舌根处确实一直隐隐作痛,像是吞了一把碎玻璃。
她脑子里闪过一个模糊的念头,似乎曾在某个雷雨夜,
对着一具早已凉透的尸体说过什么“永不弃生者”。
可那是谁的尸体?
那是哪一年的事?
脑子里像是被人挖走了一块,只剩下那个空洞的誓言在回荡。
“那是我的事。”苏晚照放下手,冷冷地盯着她。
入夜,义庄里静得只能听见烛花爆裂的声音。
苏晚照靠在沈砚旁边的草垛上,眼皮沉得像灌了铅。
梦境来得毫无征兆,四周是一片火海,热浪要把人的皮肉烤焦。
她跪在地上,拼命把银针插进一个女人的心脏,那是最后一次复苏的机会。
“醒过来!”她听见自己在吼。
地上的女人猛地睁开眼。
那是一张和她一模一样的脸,只是嘴角挂着一丝讥讽的冷笑:
“你救不了任何人,包括你自己。
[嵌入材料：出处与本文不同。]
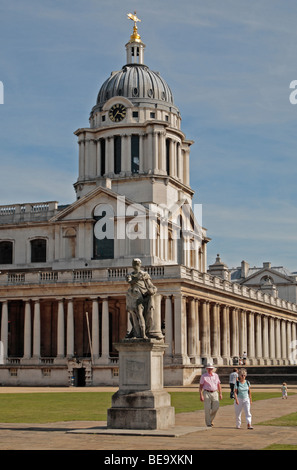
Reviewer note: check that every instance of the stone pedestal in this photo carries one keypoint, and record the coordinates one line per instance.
(141, 402)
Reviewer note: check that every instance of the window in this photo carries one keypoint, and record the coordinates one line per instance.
(38, 251)
(103, 233)
(102, 163)
(135, 154)
(46, 372)
(6, 250)
(117, 154)
(168, 156)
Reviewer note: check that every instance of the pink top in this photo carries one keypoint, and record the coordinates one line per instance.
(210, 382)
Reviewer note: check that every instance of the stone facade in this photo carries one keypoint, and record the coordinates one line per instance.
(63, 268)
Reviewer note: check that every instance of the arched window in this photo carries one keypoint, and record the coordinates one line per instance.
(6, 251)
(70, 243)
(168, 156)
(102, 162)
(103, 232)
(38, 250)
(117, 154)
(135, 154)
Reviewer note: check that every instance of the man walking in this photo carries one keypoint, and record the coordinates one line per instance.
(210, 394)
(232, 381)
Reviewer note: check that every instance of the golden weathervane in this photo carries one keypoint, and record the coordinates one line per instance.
(135, 36)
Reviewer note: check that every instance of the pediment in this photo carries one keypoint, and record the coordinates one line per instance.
(83, 208)
(257, 277)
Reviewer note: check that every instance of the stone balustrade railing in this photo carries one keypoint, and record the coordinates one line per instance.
(25, 212)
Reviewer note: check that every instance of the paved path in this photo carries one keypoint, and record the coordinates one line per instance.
(223, 436)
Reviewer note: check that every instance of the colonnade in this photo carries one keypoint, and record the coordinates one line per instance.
(196, 330)
(199, 330)
(65, 339)
(152, 155)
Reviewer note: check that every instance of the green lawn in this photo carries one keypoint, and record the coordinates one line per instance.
(86, 406)
(281, 447)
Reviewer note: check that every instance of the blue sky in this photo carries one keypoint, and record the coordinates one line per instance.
(229, 64)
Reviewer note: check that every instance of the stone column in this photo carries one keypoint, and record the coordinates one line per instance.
(70, 329)
(60, 336)
(225, 327)
(265, 340)
(141, 154)
(27, 331)
(126, 153)
(272, 339)
(192, 330)
(36, 330)
(98, 158)
(278, 349)
(205, 337)
(105, 330)
(95, 328)
(251, 338)
(109, 152)
(81, 159)
(259, 339)
(289, 340)
(234, 333)
(155, 151)
(197, 321)
(242, 332)
(283, 341)
(4, 330)
(168, 326)
(180, 333)
(294, 343)
(214, 330)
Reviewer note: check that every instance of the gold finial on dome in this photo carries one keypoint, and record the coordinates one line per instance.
(135, 36)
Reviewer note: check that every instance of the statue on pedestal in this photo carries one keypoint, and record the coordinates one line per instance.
(140, 302)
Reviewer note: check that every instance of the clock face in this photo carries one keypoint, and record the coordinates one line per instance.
(117, 112)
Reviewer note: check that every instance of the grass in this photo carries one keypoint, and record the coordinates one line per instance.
(286, 420)
(87, 406)
(281, 447)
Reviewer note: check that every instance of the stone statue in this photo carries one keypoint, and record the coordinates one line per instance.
(140, 302)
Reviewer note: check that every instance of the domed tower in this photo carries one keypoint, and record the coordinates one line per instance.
(134, 145)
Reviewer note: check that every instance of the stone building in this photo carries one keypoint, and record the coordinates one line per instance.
(63, 268)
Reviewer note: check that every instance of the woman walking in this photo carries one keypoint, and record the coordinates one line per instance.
(243, 399)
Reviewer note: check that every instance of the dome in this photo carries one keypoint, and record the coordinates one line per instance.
(137, 83)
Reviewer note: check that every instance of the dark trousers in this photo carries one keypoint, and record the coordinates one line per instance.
(231, 390)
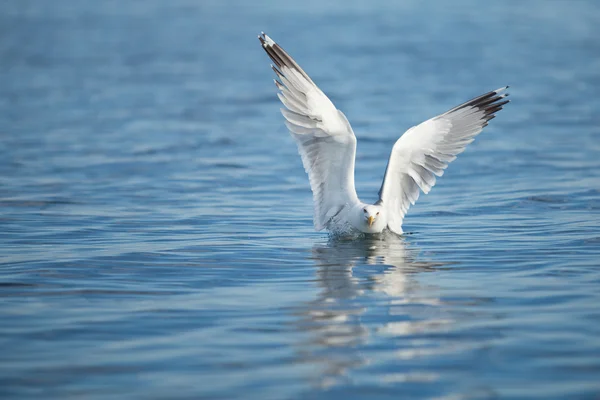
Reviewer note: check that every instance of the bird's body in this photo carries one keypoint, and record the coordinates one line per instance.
(327, 146)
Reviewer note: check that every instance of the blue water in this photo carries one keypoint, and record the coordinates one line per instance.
(156, 235)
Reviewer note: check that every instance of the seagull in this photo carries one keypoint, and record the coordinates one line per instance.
(327, 146)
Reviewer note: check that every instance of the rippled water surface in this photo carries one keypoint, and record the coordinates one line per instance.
(156, 238)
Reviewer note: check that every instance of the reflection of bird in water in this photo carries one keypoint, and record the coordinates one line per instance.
(352, 275)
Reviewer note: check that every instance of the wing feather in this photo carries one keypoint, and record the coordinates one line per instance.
(325, 140)
(423, 152)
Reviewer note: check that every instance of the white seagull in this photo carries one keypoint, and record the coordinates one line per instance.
(327, 146)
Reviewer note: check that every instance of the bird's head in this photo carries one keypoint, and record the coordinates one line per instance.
(371, 213)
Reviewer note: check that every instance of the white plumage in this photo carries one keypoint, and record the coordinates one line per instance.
(327, 146)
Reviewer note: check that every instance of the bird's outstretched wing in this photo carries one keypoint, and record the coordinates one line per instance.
(425, 150)
(325, 139)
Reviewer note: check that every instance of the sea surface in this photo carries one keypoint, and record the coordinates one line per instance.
(156, 237)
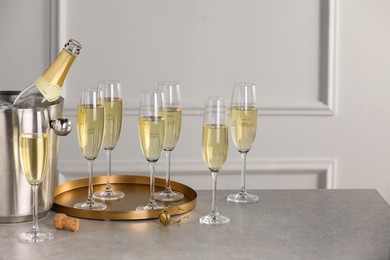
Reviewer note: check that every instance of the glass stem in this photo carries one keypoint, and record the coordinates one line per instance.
(34, 189)
(168, 172)
(108, 177)
(243, 171)
(152, 200)
(90, 182)
(214, 202)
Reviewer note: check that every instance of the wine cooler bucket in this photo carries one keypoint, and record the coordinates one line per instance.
(15, 191)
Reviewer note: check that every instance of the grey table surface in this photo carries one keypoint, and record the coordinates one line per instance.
(283, 224)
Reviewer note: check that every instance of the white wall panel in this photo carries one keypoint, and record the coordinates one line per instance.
(308, 58)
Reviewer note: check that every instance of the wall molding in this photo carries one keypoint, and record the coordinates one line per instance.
(194, 170)
(323, 106)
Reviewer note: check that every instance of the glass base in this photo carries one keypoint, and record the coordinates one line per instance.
(168, 195)
(150, 206)
(214, 218)
(35, 237)
(112, 195)
(90, 206)
(242, 197)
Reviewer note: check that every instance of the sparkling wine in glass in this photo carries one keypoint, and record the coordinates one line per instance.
(34, 145)
(172, 111)
(112, 129)
(215, 147)
(243, 128)
(90, 128)
(151, 124)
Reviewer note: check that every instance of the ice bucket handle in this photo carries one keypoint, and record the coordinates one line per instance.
(61, 126)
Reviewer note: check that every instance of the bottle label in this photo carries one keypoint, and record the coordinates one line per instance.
(50, 92)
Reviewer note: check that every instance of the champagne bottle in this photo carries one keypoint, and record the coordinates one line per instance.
(46, 89)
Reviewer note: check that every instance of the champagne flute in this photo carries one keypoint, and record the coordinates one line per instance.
(215, 147)
(34, 152)
(151, 125)
(90, 127)
(112, 129)
(244, 125)
(172, 98)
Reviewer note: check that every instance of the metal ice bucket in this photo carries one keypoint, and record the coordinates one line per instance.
(15, 191)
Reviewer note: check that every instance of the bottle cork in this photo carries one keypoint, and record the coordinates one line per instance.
(63, 222)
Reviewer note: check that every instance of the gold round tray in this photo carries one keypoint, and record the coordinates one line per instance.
(137, 193)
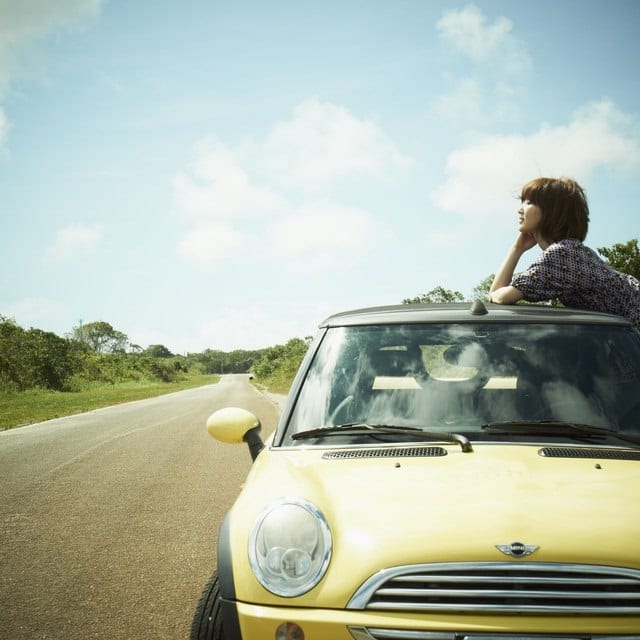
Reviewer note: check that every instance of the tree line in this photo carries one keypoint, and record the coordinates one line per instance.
(97, 353)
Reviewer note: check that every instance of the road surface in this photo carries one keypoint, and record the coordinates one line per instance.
(108, 519)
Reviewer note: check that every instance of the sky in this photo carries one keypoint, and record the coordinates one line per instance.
(224, 175)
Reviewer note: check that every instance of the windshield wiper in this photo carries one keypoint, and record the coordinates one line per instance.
(373, 430)
(555, 427)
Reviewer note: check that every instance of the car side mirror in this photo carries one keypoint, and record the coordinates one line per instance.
(234, 425)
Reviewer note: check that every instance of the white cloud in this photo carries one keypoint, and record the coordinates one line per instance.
(225, 191)
(482, 176)
(502, 59)
(219, 188)
(26, 22)
(324, 143)
(30, 312)
(73, 241)
(210, 243)
(469, 32)
(318, 235)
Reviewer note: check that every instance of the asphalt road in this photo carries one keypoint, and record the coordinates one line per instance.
(108, 520)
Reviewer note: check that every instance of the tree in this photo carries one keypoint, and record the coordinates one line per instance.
(157, 351)
(438, 294)
(35, 358)
(101, 337)
(623, 257)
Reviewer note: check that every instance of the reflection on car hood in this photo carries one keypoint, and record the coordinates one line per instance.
(389, 511)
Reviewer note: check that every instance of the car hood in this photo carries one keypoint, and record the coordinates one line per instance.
(405, 507)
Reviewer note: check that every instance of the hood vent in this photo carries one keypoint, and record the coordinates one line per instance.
(395, 452)
(580, 452)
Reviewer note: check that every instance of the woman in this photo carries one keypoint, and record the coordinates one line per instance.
(555, 216)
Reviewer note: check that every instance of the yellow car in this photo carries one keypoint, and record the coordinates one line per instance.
(441, 472)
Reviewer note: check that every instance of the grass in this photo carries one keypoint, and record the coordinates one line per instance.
(36, 405)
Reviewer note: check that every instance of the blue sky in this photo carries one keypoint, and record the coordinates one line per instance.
(224, 175)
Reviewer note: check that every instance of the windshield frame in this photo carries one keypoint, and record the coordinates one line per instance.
(324, 336)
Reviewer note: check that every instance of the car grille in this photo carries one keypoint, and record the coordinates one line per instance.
(364, 633)
(510, 588)
(579, 452)
(391, 452)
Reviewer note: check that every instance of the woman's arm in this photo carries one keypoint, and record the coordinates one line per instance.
(501, 290)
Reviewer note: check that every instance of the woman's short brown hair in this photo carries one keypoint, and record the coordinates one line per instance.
(563, 202)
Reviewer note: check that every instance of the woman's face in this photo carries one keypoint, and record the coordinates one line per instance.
(530, 216)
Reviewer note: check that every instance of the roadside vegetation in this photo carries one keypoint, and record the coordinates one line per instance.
(44, 376)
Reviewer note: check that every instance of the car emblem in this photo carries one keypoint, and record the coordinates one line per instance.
(517, 549)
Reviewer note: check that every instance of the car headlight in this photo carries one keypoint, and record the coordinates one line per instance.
(290, 547)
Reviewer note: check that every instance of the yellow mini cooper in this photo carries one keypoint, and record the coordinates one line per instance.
(441, 472)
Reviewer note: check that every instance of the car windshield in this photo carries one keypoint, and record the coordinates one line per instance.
(462, 377)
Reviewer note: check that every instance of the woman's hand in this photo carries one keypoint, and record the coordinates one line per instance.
(524, 242)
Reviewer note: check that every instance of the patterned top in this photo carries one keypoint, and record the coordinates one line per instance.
(580, 279)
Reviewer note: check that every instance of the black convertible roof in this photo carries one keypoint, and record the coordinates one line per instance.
(470, 312)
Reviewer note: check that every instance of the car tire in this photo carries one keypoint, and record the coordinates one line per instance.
(207, 619)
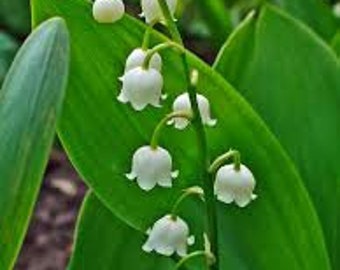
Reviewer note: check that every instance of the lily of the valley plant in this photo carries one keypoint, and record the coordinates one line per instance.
(152, 165)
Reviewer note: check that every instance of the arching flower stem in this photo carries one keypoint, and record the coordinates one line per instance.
(234, 154)
(162, 123)
(158, 48)
(146, 39)
(201, 136)
(199, 253)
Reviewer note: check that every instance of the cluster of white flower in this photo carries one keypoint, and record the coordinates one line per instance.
(142, 85)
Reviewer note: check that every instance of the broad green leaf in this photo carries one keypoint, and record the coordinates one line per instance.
(217, 17)
(30, 102)
(16, 15)
(315, 13)
(8, 48)
(336, 43)
(100, 136)
(293, 80)
(105, 242)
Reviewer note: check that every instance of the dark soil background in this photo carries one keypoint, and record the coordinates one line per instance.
(48, 243)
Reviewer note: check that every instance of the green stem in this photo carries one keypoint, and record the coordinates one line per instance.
(162, 123)
(199, 253)
(159, 48)
(147, 35)
(202, 141)
(234, 154)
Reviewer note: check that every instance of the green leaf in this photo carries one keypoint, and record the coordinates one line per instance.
(217, 17)
(336, 43)
(100, 135)
(315, 13)
(16, 15)
(293, 80)
(30, 102)
(104, 242)
(8, 48)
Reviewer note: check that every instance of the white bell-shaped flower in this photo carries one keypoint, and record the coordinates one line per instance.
(152, 11)
(169, 235)
(151, 167)
(235, 185)
(141, 87)
(108, 11)
(182, 103)
(137, 57)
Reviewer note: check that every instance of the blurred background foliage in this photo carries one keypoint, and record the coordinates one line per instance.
(206, 24)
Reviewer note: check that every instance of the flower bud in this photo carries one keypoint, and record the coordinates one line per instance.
(151, 167)
(235, 185)
(169, 235)
(152, 11)
(108, 11)
(141, 87)
(182, 103)
(137, 57)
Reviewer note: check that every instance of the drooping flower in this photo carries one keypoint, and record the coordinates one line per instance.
(141, 87)
(151, 167)
(182, 103)
(137, 57)
(169, 235)
(235, 185)
(108, 11)
(336, 10)
(152, 11)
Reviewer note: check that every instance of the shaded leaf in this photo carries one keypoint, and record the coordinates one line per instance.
(8, 48)
(315, 13)
(100, 136)
(104, 242)
(336, 43)
(16, 15)
(30, 102)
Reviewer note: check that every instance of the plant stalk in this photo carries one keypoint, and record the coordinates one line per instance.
(202, 140)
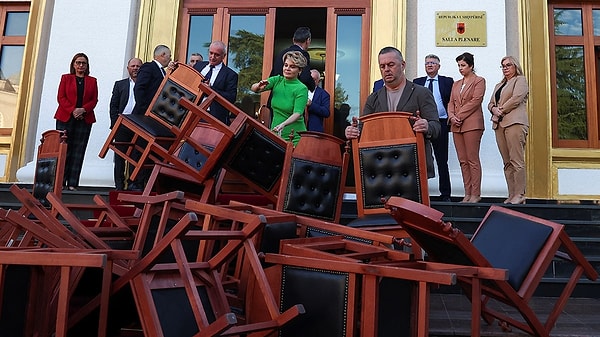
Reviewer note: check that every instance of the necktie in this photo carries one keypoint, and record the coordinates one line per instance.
(430, 85)
(208, 74)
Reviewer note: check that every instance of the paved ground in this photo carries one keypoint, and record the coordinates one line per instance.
(450, 316)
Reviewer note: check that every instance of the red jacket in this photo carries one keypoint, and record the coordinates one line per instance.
(67, 98)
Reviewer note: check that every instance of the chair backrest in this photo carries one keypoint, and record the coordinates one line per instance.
(389, 160)
(50, 165)
(314, 175)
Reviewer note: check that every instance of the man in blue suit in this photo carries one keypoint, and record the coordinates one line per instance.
(122, 101)
(441, 87)
(221, 78)
(149, 78)
(318, 104)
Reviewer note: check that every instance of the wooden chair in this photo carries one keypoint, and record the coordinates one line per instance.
(314, 173)
(389, 160)
(167, 177)
(157, 134)
(27, 291)
(522, 244)
(50, 165)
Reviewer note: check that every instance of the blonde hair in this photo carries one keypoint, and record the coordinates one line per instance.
(514, 61)
(296, 57)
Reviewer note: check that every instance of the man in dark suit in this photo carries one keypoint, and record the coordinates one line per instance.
(122, 101)
(318, 104)
(149, 78)
(221, 78)
(441, 87)
(301, 42)
(404, 95)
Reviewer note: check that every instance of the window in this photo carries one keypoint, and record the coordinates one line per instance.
(575, 59)
(13, 21)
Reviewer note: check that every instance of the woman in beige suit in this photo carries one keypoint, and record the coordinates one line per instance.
(508, 106)
(465, 117)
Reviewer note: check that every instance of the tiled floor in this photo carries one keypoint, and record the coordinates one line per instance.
(450, 315)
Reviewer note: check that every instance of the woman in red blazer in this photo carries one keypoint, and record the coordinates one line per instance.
(77, 98)
(465, 116)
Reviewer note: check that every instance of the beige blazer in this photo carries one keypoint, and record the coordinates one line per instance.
(512, 102)
(466, 104)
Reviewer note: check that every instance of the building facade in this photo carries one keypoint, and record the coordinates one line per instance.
(557, 42)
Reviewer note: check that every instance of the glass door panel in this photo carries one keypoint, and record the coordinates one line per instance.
(200, 35)
(246, 46)
(347, 72)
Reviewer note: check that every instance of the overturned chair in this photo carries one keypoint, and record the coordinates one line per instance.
(523, 244)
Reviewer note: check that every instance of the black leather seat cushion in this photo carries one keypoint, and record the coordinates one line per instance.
(383, 219)
(150, 125)
(166, 108)
(45, 177)
(313, 189)
(511, 242)
(324, 295)
(192, 157)
(389, 171)
(259, 159)
(175, 312)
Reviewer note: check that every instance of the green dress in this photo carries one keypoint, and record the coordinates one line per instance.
(288, 97)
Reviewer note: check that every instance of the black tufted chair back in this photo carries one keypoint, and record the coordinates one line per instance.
(313, 176)
(324, 295)
(45, 179)
(50, 165)
(389, 171)
(259, 159)
(313, 189)
(166, 105)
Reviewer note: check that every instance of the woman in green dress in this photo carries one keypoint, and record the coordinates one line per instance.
(289, 96)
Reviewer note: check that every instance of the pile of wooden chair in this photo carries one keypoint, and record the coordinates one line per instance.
(186, 258)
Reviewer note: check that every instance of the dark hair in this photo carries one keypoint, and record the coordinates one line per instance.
(302, 34)
(78, 55)
(467, 57)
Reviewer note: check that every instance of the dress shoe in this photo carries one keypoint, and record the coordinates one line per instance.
(474, 199)
(517, 199)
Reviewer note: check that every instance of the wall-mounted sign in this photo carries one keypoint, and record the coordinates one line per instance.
(460, 29)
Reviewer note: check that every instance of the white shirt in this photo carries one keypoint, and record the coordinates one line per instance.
(214, 74)
(442, 113)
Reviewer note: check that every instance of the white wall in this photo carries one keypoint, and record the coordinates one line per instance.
(104, 31)
(487, 62)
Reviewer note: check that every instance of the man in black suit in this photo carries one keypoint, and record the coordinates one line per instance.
(441, 87)
(122, 101)
(149, 78)
(221, 78)
(301, 42)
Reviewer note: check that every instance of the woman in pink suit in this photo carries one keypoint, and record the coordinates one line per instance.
(508, 106)
(465, 117)
(77, 98)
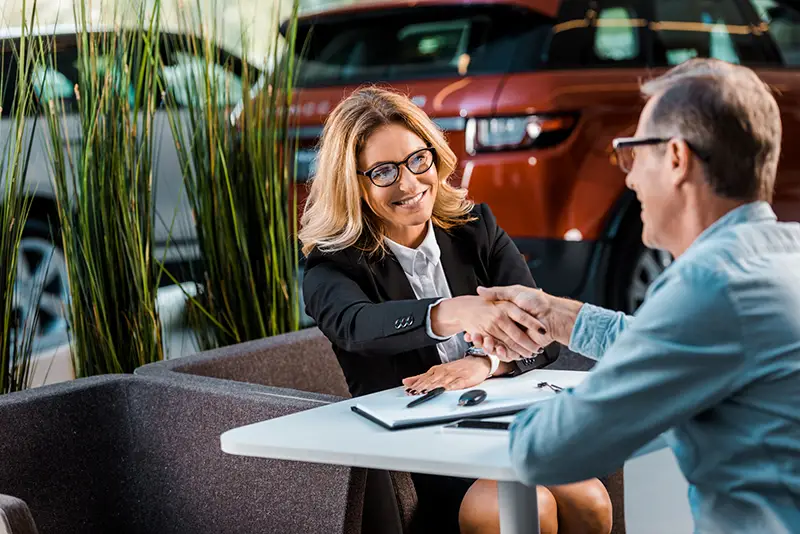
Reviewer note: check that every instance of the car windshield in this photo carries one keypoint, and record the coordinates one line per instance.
(423, 42)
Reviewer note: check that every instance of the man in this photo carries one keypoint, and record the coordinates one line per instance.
(712, 358)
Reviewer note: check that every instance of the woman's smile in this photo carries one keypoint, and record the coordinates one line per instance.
(413, 202)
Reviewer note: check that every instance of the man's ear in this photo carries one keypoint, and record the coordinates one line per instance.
(679, 157)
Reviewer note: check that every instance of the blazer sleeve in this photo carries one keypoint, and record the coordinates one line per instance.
(507, 267)
(351, 321)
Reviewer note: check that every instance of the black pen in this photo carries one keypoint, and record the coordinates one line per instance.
(428, 396)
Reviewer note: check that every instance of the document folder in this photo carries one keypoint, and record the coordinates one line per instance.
(504, 397)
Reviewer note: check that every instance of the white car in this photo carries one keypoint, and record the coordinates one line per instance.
(38, 248)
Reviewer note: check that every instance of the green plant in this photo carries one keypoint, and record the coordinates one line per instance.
(239, 177)
(16, 332)
(104, 193)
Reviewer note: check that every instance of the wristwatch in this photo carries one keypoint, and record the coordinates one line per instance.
(535, 362)
(494, 360)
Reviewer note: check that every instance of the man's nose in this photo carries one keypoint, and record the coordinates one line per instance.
(629, 181)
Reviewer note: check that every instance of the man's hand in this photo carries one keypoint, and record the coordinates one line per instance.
(460, 374)
(501, 320)
(557, 315)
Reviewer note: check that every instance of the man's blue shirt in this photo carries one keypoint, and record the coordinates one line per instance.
(711, 359)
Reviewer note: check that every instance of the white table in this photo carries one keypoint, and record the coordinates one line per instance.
(333, 434)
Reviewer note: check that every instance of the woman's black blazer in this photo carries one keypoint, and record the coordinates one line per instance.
(368, 311)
”
苏晚照猛地惊醒,嘴里全是铁锈味。
她下意识地舔了舔牙膛,舌尖像是少了一块肉,痛感却很迟钝,隔着一层厚厚的膜。
床尾坐着个人影。
断针婆正慢条斯理地擦拭着那根哑针,针尖上挂着一滴鲜红的血珠。
“我替你割了。”老妇人没抬头,语气平淡得像是在谈论天气,“那句誓,太重,活人背不动,
尤其是你这种忘了自己是谁的活人。”
一股无名火瞬间冲上苏晚照的头顶。
她想暴起,想把这故弄玄虚的老太婆按在地上摩擦,可身体却根本不听使唤。
四肢软绵绵的,连那种想要杀人的愤怒感,都在传递的过程中被某种力量稀释了。
她看着断针婆,竟然觉得无所谓。
割了就割了吧,反正也就是个誓言。
这种想法冒出来的瞬间,苏晚照自己都感到了一阵恶寒。
这才是最可怕的,她的痛感、她的愤怒、她的坚持,正在像潮水一样退去。
“苏丫头!快来!”门外传来蚕音婆惊恐的喊声,“那个伪命祭坛……上面的命丝乱套了!”
苏晚照强撑着身子走出去。
院子角落那个原本用来牵制针奴的祭坛此刻一片狼藉,
中央的泥土像是被什么东西从里面拱开了。
翻开的土层里,插着一根断骨针。
那针的材质、打磨的手法,分明就是她随身用的那一套。
针尾上刻着一行只有在特定角度下才能看到的小字:己酉年冬,勿归。
苏晚照盯着那行字,瞳孔剧烈收缩。
己酉年冬。那是姐姐失踪的日子。那是她这辈子所有噩梦的源头。
记忆的闸门被这几个字硬生生撬开了一条缝。
她想起来了,当年她就是跪在姐姐那具拼凑不全的尸体旁,
发誓要让这世上每一具尸体都能开口说话。
那个誓言,就是刚才被断针婆割掉的那一个。